How to drive in rural areas?

winding rural mountain-road

Driving in rural (country) roads is very different from driving in the city.

Rural roads are not designed in an efficient way like the urban roads. Urban roads and highways usually have much better architecture, which provides a driving environment with fewer obstacles and higher-speed driving.

Here are some challenges you may deal with when driving on rural roads:

  • Rural roads tend to have a lot of sharp curves, blind curves, steep hills, and dips.
  • Rural roads do not have good guide signs, and some of the signs may be hidden by trees or bushes.
  • Rural roads are narrow, which makes it impossible to pass other vehicles.
  • Most rural roads have no shoulders.
  • Some rural roads have no guard rails.
  • There are blind driveways, T-intersections, side streets that are not visible due to trees, crops, and bushes.
  • There are wild animals, farm animals, and farm vehicle crossings.
  • Rural road pavements are usually rough and not in good condition because they are less maintained.  In some areas, the rural roads are unpaved (dirt or gravel).  Thus, your tires do not have a good traction.
  • Sometimes there are obstacles on the road such as rocks, debris, animals, and slow-moving vehicles.
  • Icy roads are often treated with sand or gravel to provide traction. After the ice is gone, the sand or gravel can make the road slippery for driving.
  • Roads with potholes may cause your vehicle to bounce or jolt as you drive over them. Your tires may lose traction, and you may slip to the side.

In addition to the above obstacles and challenges, if there is an accident, help or an ambulance is far away, so you need to be extra careful on the rural roads.

If you are driving to a rural area, take the following safety precautions:

1. Inspect your vehicle and make sure it is safe to drive.
Inspect your vehicle to make sure it is in a safe condition or take it to a mechanic for a safety inspection before traveling on a rural or mountain road.

Rural or mountain roads do not have good traction, so you need to make sure that your tires are safe for rural or mountain driving. Always check your tires' pressure, tread depth and condition before driving on a rural or mountain road.

2. Carry supplies in case you get stranded on a remote road.
If you are driving to a remote rural area, always carry water, food (dried food is better in case of an emergency, as it will last longer), flashlights, blankets, flares, First Aid kit, jumper cable, and other emergency supplies in case you get stranded or need help.

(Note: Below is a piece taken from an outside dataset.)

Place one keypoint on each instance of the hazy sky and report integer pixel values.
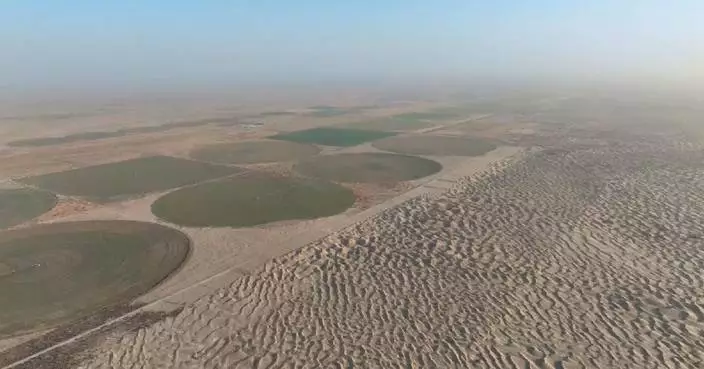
(55, 43)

3. Make sure you don't get lost.
One of the most common problems on rural roads is the lack of street signs and if you do not have GPS navigation or there is no cellular connection, you may get lost on a rural road and end up on a difficult or dangerous road.

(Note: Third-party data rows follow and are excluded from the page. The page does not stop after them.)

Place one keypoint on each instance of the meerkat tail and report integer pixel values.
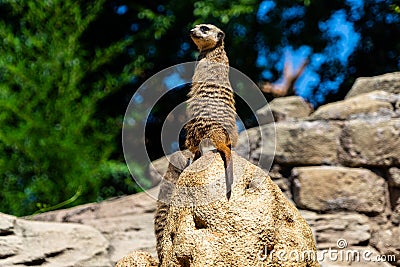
(226, 154)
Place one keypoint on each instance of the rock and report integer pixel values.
(304, 142)
(376, 103)
(283, 109)
(395, 205)
(205, 229)
(32, 243)
(137, 259)
(394, 177)
(389, 82)
(329, 228)
(258, 145)
(326, 188)
(387, 241)
(354, 256)
(371, 142)
(126, 222)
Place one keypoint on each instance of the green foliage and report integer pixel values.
(54, 148)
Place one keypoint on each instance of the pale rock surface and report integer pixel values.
(389, 82)
(284, 109)
(31, 243)
(376, 103)
(305, 142)
(326, 188)
(354, 256)
(126, 222)
(205, 229)
(374, 142)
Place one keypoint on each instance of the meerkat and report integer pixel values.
(211, 104)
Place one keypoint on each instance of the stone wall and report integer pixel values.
(340, 164)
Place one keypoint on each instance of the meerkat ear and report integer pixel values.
(221, 36)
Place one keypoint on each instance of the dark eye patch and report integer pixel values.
(204, 28)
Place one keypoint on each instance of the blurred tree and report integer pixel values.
(55, 148)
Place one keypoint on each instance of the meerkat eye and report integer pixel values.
(204, 29)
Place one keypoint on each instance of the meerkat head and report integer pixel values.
(206, 36)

Carry GPS and a map of the area and be sure of where you are going before driving too far in a remote area.

4. Stay within the speed limit or slower.
Always stay within the speed limit or slower and, if there are other circumstances such as weather, road conditions or driving at night, you will need to reduce your speed considerably to a safe speed.

5. Be careful if there is a bad weather condition.
Rain, snow, ice, fog or night-driving on mountain roads or rural roads can be very dangerous.

Weather condition can quickly change mountain roads to dangerous territory. Avoid driving on rural, country or mountain roads when weather conditions are poor, especially at night.

If your visibility is too low to drive safely, try to exit to a safe place to stay or, if there is no exit for many miles, turn on your hazard lights and pull over to a safe spot (as far right to the road as possible), keep your seatbelt on, and do not drive until weather conditions improve.

6. Be aware of blind curves or dips.
When approaching a blind curve or dip in a narrow road, slow down and move as far to the right as possible to avoid any collision with upcoming traffic.

7. Be aware of one-lane bridges.
A bridge in a rural area may only have one lane. If you approach a one-lane bridge, slow down. If an approaching driver is closer to the bridge than you are, yield to the other driver. If you're not sure that you can safely pass the bridge, wait and yield to the other driver. Driving safely always means being courteous and allowing the other vehicle to proceed.